“How will my family survive if I do not work and earn money to feed them?” says 12-year-old Hameed when I ask him why he isn’t in school.
Hailing from Taluka, a subdistrict of Khairpur, Sindh, Hameed, along with other children of his age, is a handicraft maker.
The work requires him to start his day much earlier than school going children. He goes to a local store and works till sunset, earning only Rs100 per day making sofa-like chairs known as moorho in Sindhi. They are made using chusquea culeou bamboo, combined with reeds and straw.
Pakistan has been unsuccessful in providing social protection to its citizens.
The country’s first report on poverty (2015-16) reveals that 39 percent of Pakistanis live under multidimensional poverty and its prevalence is higher in rural areas.
The state’s neglect has given rise to child labour. Children’s social development is compromised and child labour is given precedence over education.
Like Hameed, all the child labourers are from poor households and don’t have any other choice but work at a young age to support their families.
Although child labour has declined globally, it has witnessed an increase in Pakistan. It is estimated that there are 0.88 million children between 10-14 years of age engaged in labour in Sindh.
The agriculture sector in rural areas of Sindh provides various opportunities of informal work.

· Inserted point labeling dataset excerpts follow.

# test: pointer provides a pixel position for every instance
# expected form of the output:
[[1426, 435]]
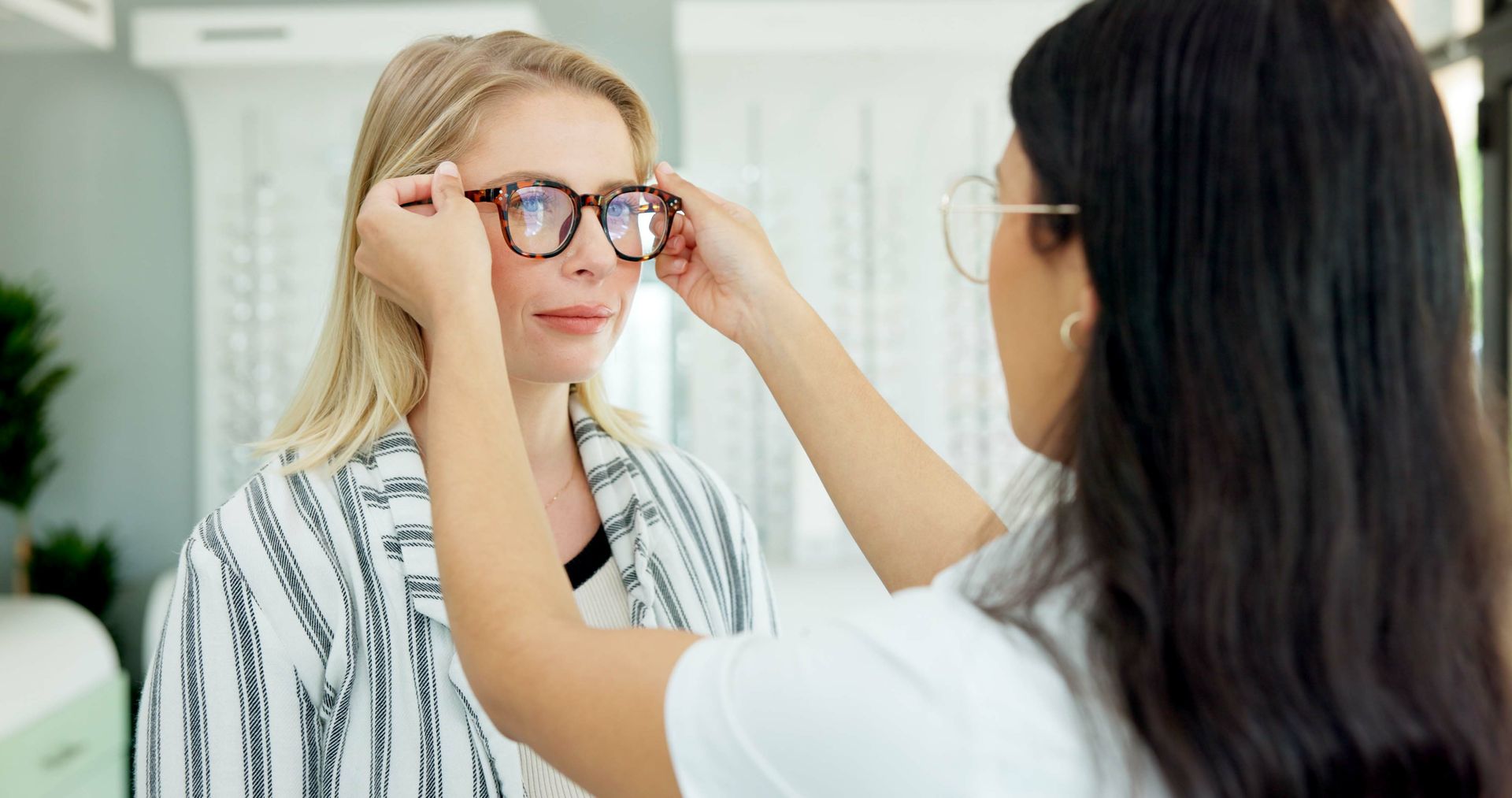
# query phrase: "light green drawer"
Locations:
[[77, 750]]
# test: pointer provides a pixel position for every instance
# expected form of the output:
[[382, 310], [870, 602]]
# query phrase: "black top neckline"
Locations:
[[587, 562]]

Most children work at farms to assist their elders in harvesting or handling the byproducts of crops, which includes making products like moorho and other furniture.
There are many safety hazards children are exposed to. They have to go to the fields to gather reeds, straw and bamboo.
It’s dangerous because of the insects, scorpions, snakes, and wild animals in the fields. They collect raw material without any safety equipment, usually with their bare hands, which can cause injuries.
Despite the hard work, they earn a meagre wage, which is not enough to lift their families out of poverty.
Normally, a moorho is made within a few days and the child gets Rs300 to 400 per chair sold, even though the market price of the product is ten times that amount.
As the vicious cycle of poverty and exploitation continues, these children remain aware of this. But to them, survival is more important.
These children are like any other. They too have dreams for a better future, for seeking an education and having better jobs.
Yet, given the state of affairs of the country and especially Sindh, it’s unlikely that they would be able to live their dreams anytime soon.